Aleksandr Tikhomirov
Said Abu Saad al-Buryati (Aleksandr Tikhomirov aka Said Buryatsky)
Born in 1982 in Russian Republic of Buryatia
Father: Buryat, Mother: Russian
1997 – turned to Islam
2002-2005 – Studied Sunni Islam in Madrassas in Egypt, Yemen and Russia
2008 – Joined militants in Ingushetia, subordinate to warlord Doku Umarov.
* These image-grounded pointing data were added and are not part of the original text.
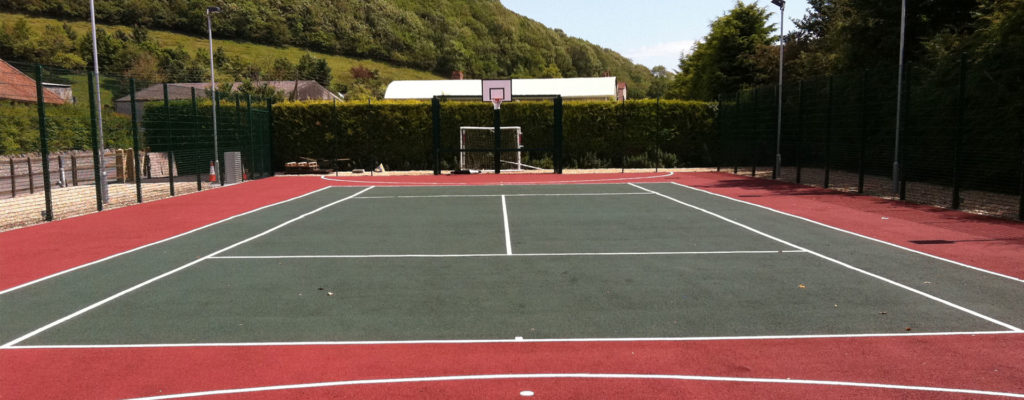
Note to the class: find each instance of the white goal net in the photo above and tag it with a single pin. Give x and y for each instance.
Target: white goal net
(477, 148)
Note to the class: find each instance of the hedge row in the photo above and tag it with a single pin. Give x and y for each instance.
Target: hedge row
(639, 133)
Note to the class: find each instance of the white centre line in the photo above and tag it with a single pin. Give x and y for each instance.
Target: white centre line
(845, 265)
(168, 273)
(591, 375)
(508, 236)
(428, 256)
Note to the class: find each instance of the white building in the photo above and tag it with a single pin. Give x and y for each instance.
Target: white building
(568, 88)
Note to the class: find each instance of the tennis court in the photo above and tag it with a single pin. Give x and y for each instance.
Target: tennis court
(623, 263)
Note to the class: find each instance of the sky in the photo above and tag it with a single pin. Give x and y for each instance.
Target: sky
(648, 32)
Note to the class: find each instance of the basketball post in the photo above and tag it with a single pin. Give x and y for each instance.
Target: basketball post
(497, 90)
(498, 134)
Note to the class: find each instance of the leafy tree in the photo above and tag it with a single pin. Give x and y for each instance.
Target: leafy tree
(844, 35)
(314, 69)
(730, 57)
(659, 84)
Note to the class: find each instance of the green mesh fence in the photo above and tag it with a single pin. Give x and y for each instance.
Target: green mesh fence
(50, 124)
(961, 138)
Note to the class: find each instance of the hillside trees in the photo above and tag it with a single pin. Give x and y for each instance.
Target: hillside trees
(733, 55)
(479, 37)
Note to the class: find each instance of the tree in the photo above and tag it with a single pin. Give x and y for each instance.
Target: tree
(314, 69)
(845, 35)
(659, 84)
(730, 56)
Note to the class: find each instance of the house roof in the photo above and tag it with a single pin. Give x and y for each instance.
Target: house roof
(16, 86)
(566, 87)
(303, 90)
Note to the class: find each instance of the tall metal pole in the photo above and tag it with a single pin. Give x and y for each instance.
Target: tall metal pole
(899, 98)
(99, 106)
(778, 133)
(213, 91)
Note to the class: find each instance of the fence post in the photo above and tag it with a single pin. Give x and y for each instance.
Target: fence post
(800, 129)
(13, 191)
(559, 135)
(958, 138)
(657, 135)
(134, 140)
(32, 182)
(828, 135)
(754, 133)
(96, 157)
(199, 166)
(44, 147)
(269, 137)
(170, 149)
(1020, 185)
(735, 138)
(252, 147)
(721, 139)
(74, 169)
(435, 130)
(863, 132)
(906, 123)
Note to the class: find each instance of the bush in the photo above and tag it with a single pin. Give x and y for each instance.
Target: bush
(597, 134)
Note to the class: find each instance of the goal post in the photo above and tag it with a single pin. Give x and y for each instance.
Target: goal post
(476, 147)
(463, 139)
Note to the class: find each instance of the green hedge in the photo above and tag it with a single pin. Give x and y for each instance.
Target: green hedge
(67, 126)
(596, 133)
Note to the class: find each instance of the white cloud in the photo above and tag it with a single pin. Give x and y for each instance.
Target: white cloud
(665, 53)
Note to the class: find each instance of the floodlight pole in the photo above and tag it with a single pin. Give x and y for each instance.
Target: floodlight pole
(778, 134)
(99, 105)
(213, 92)
(899, 98)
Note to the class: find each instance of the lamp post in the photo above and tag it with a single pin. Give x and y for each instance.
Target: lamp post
(213, 92)
(778, 134)
(101, 183)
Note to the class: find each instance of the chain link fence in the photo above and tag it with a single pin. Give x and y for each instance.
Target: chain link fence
(51, 126)
(960, 135)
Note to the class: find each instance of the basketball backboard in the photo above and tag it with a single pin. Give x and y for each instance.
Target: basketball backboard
(497, 88)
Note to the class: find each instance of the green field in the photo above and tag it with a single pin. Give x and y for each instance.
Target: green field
(340, 65)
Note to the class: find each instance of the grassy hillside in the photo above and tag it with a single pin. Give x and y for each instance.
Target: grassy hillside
(479, 37)
(340, 65)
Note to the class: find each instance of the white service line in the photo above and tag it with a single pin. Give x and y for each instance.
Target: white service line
(168, 273)
(510, 183)
(845, 265)
(508, 236)
(591, 376)
(498, 341)
(507, 254)
(498, 195)
(854, 233)
(156, 242)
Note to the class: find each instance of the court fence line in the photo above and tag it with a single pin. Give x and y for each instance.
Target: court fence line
(961, 137)
(50, 140)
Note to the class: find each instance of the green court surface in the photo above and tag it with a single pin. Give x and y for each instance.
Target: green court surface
(599, 261)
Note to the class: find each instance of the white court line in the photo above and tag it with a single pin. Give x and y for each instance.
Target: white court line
(511, 183)
(854, 233)
(168, 273)
(845, 265)
(497, 195)
(508, 254)
(591, 376)
(155, 242)
(501, 341)
(508, 236)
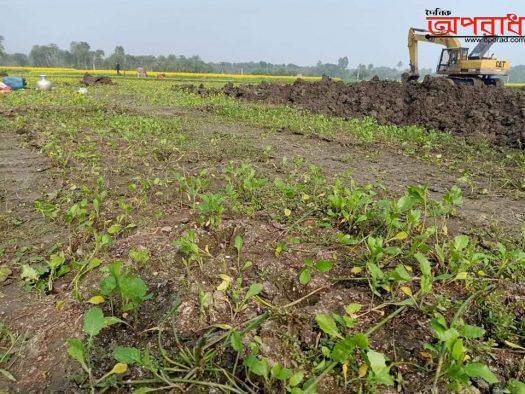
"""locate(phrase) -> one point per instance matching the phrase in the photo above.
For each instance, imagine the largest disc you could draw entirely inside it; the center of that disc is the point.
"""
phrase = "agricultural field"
(156, 236)
(182, 76)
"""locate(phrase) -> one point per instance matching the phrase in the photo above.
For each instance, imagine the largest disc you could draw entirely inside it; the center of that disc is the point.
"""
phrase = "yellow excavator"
(456, 63)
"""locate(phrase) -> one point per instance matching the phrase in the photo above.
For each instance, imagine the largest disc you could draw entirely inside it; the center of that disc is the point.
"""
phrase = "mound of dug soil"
(486, 112)
(90, 80)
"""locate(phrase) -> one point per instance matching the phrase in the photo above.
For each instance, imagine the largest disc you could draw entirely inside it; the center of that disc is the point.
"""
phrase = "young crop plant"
(43, 276)
(130, 288)
(351, 351)
(211, 208)
(452, 352)
(188, 247)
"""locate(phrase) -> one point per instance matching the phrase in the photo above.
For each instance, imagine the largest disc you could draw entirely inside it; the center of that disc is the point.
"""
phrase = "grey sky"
(286, 31)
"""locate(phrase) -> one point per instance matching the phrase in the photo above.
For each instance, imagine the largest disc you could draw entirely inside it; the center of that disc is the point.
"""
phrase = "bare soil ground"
(42, 365)
(480, 113)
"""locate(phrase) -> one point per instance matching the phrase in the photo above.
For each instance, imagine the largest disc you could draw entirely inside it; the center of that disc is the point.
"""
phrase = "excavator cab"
(450, 58)
(455, 62)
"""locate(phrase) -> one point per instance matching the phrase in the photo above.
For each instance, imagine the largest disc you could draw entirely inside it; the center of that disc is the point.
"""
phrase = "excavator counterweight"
(455, 61)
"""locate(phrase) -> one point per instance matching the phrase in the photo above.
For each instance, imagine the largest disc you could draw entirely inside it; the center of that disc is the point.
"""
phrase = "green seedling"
(211, 208)
(130, 288)
(309, 267)
(139, 256)
(42, 277)
(451, 349)
(190, 250)
(47, 209)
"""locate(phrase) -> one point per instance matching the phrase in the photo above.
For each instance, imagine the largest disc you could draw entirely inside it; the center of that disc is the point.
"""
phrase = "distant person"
(141, 72)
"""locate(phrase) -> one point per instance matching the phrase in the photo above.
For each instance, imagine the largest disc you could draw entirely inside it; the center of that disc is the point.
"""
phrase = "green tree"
(97, 58)
(45, 55)
(81, 54)
(343, 62)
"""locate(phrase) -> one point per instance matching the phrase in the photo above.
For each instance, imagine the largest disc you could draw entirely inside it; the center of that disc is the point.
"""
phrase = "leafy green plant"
(42, 277)
(305, 275)
(129, 287)
(211, 208)
(452, 352)
(139, 256)
(189, 249)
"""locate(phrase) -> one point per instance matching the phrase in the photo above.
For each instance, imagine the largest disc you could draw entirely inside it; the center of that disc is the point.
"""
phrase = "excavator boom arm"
(419, 35)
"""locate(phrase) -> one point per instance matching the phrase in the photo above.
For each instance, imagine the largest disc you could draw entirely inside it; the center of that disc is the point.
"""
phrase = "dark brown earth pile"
(90, 80)
(486, 112)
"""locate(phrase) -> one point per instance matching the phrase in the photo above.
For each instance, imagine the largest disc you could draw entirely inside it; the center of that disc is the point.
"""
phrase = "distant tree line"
(81, 56)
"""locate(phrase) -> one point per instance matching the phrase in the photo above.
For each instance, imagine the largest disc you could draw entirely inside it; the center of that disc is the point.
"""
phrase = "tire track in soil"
(381, 164)
(42, 365)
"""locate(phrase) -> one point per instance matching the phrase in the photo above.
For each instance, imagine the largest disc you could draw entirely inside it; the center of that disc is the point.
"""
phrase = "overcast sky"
(279, 31)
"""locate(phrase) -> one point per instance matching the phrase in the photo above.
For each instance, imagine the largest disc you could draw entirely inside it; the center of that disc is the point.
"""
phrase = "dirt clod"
(481, 112)
(90, 80)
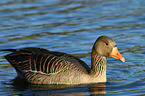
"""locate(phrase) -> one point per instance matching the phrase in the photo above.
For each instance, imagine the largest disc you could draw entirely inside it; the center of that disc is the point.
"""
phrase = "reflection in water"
(69, 90)
(72, 26)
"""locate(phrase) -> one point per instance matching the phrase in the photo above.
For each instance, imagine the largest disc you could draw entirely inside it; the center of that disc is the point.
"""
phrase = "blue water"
(72, 26)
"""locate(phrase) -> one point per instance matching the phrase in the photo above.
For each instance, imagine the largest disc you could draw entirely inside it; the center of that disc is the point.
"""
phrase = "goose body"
(41, 66)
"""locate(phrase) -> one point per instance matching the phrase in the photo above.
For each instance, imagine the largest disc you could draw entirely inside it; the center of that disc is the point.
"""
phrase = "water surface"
(72, 26)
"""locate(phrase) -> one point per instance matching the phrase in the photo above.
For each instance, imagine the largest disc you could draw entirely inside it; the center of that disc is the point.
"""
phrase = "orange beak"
(116, 55)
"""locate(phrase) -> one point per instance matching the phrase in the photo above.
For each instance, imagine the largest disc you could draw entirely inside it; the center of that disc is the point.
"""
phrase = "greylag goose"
(41, 66)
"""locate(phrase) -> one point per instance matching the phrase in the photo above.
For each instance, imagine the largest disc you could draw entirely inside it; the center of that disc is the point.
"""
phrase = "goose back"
(31, 63)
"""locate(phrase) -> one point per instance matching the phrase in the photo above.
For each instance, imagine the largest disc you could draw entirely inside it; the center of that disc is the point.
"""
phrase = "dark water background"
(72, 26)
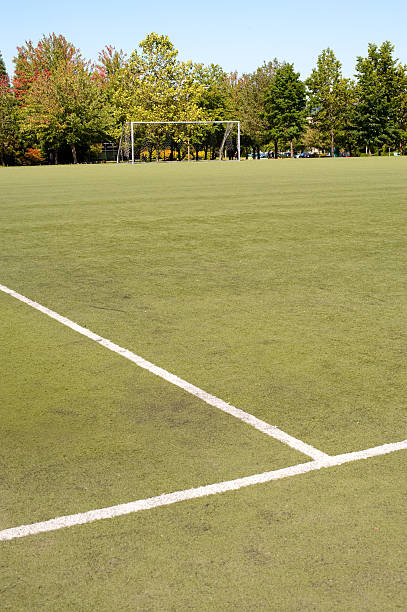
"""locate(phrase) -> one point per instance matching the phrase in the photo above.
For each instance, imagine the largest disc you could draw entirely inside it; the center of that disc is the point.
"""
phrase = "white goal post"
(127, 138)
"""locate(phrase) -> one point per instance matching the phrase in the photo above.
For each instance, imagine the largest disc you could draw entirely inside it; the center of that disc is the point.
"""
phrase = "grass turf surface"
(279, 287)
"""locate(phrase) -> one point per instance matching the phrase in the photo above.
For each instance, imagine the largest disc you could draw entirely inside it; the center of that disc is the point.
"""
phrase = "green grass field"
(279, 287)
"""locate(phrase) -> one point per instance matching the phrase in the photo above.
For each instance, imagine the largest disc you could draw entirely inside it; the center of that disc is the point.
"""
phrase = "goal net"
(146, 141)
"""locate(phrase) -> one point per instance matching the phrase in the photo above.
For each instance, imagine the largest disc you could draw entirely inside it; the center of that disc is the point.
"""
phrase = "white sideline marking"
(172, 498)
(212, 400)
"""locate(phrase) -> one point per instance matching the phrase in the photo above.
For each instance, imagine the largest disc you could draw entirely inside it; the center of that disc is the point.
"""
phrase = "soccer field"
(268, 301)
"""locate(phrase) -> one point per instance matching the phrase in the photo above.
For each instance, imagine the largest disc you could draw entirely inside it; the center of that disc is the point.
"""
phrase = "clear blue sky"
(237, 35)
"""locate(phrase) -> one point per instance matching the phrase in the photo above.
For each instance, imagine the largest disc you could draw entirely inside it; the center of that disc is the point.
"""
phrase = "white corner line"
(212, 400)
(172, 498)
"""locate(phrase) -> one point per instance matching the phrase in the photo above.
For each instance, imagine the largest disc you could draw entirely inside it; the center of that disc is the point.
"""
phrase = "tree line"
(59, 107)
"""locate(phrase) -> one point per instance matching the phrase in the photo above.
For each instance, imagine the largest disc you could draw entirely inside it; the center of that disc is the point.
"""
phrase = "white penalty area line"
(172, 498)
(212, 400)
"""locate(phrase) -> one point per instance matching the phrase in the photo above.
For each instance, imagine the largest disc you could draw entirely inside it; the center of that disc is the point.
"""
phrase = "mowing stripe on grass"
(212, 400)
(172, 498)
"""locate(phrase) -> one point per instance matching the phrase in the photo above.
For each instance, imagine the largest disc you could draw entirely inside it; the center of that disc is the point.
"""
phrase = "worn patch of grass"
(281, 288)
(333, 540)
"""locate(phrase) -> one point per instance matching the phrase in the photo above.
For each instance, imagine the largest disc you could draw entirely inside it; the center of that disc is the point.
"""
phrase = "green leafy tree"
(401, 108)
(9, 134)
(3, 71)
(155, 86)
(63, 104)
(284, 106)
(329, 97)
(378, 89)
(251, 92)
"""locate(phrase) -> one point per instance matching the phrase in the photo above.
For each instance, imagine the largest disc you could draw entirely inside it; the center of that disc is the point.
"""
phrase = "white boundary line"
(212, 400)
(172, 498)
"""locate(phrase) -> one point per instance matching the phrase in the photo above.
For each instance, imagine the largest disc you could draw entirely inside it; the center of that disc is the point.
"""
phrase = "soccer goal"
(146, 141)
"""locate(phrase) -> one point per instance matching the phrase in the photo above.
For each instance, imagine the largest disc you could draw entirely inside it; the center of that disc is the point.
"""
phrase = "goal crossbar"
(132, 123)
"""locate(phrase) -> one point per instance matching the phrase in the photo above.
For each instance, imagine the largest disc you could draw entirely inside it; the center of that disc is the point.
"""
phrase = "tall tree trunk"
(73, 149)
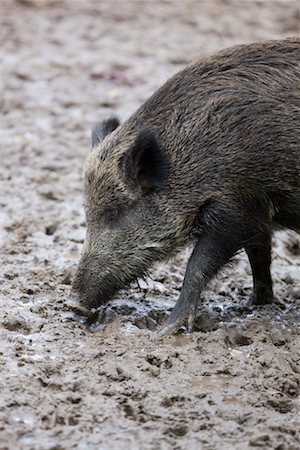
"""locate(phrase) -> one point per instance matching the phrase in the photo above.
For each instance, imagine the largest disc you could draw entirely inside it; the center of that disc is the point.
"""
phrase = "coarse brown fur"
(211, 158)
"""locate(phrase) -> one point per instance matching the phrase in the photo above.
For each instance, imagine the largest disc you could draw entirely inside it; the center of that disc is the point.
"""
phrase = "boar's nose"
(73, 304)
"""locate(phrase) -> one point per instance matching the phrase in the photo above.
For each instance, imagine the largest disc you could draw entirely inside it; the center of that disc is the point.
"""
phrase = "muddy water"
(234, 382)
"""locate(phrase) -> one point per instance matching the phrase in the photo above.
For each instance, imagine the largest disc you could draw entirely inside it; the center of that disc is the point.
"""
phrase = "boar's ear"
(102, 129)
(145, 162)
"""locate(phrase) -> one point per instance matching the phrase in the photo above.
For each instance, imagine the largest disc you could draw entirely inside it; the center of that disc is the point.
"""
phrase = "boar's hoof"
(175, 326)
(262, 296)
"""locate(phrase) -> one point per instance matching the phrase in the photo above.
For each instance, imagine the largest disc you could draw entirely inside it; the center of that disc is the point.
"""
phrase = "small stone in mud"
(238, 336)
(15, 323)
(295, 292)
(260, 441)
(50, 229)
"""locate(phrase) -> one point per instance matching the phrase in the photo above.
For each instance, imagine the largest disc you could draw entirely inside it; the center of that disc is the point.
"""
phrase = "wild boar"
(211, 159)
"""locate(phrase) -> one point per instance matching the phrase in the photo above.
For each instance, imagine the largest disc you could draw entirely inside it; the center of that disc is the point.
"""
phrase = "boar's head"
(129, 222)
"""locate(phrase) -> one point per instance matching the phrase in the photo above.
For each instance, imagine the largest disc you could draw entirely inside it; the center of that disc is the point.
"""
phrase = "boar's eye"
(111, 216)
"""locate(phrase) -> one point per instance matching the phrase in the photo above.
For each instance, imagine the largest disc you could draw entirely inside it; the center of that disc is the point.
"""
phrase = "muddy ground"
(234, 383)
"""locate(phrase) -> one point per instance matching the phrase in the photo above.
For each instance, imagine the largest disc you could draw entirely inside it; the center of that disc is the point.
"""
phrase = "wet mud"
(234, 382)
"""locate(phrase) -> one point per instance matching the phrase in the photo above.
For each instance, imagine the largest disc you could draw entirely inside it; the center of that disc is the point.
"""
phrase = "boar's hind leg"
(214, 248)
(259, 254)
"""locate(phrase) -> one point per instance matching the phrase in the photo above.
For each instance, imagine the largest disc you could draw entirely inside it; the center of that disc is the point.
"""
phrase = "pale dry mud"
(233, 383)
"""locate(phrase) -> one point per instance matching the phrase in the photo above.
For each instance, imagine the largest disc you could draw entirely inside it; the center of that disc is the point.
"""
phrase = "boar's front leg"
(259, 254)
(213, 250)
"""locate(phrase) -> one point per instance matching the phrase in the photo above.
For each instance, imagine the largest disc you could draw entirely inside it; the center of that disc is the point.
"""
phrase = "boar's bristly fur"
(211, 159)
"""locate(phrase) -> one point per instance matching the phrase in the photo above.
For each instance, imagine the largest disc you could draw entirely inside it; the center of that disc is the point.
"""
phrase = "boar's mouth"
(85, 300)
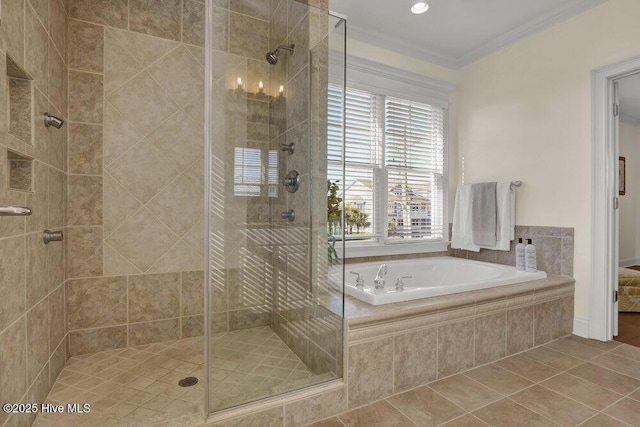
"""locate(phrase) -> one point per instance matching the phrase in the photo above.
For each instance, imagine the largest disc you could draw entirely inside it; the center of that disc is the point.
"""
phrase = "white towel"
(462, 233)
(506, 213)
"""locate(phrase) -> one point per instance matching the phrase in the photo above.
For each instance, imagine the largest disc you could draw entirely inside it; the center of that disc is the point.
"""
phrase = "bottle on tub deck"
(530, 257)
(520, 265)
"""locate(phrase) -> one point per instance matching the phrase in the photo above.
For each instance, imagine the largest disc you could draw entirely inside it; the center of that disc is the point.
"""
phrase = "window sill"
(359, 251)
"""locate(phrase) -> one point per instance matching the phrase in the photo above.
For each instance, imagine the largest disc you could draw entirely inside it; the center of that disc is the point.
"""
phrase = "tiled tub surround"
(135, 237)
(554, 249)
(32, 274)
(398, 347)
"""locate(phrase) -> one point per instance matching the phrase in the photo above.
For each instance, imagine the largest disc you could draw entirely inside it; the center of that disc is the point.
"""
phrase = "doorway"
(627, 138)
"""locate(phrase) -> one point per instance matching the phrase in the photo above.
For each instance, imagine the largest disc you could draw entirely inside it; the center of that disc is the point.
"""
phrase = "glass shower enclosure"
(274, 324)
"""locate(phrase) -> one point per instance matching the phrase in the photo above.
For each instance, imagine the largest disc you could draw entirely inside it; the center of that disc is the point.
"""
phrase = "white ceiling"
(629, 98)
(452, 33)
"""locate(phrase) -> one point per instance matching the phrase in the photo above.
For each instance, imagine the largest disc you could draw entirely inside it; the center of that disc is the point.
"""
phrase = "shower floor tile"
(139, 385)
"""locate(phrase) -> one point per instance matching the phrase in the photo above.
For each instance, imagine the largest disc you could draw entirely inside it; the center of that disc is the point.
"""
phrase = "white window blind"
(394, 167)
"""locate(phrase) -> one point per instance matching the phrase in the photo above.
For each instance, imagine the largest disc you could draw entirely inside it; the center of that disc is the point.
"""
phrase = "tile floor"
(139, 385)
(569, 382)
(629, 328)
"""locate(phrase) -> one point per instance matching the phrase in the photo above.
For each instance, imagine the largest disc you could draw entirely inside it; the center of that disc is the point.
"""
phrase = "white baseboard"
(628, 262)
(581, 327)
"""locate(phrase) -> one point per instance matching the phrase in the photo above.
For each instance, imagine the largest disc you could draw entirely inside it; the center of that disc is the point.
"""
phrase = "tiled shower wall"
(134, 243)
(32, 293)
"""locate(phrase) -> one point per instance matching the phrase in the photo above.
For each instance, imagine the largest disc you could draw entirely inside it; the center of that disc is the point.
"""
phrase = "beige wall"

Personally participated in organizing several terrorist attacks in the North Caucasus and Russia.
The Nevsky Express high-speed train partially derailed on November 27, 2009 after a bomb equivalent to 7 kg (15 lbs) of explosives detonated on the track, killing 28 people and injuring almost 100 others.
In the course of the operation, 10 members of the group were arrested and 8 bandits killed in a firefight.
Bortnikov also added that an underground explosive device laboratory was found, along with more than one ton of explosive materials and a great amount of weapons and ammunition at the site of the operation in Ingushetia's Nazran district.
Investigators said the leading militant in southern Russia masterminded many terrorist attacks in addition to the Nevsky Express attack, including an assassination attempt on the President of Ingushetia, Yunus-Bek Yevkurov.
Chechen President Ramzad Kadyrov named Said Buryatsky “the main ideologue terror chief” and accused him of personally training a suicide bomber that attempted to assassinate Kadyrov on July, 26, 2009.
It was also once believed that Buryatsky had acted as a suicide bomber himself when, in August of last year, a small truck loaded with up to 1,000 kilograms of explosives breached the territory of the Nazran police department and exploded, killing 25 police officers and wounding another 250.
Two days later, though, Said Buryatsky personally refuted the claims, saying it was not him, which means he had sent another militant to die in his place in the name of the jihad he preached.
Journalist Maksim Shevchenko says Tikhomirov was influential among the militants and his death will damage the terrorist forces.
“He didn't influence the decision-making, but he commanded respect and authority for his ideological rhetoric among the young people,” Shevchenko told RT. “All his speeches were targeting new recruits for militant groups. They were powerful messages, because he had a profound knowledge of The Koran, literature and philosophy. All this rhetoric was aimed at inciting war, at promoting suicide killings. So I think his death will deal a serious blow to the ideological wing of the terrorist network.”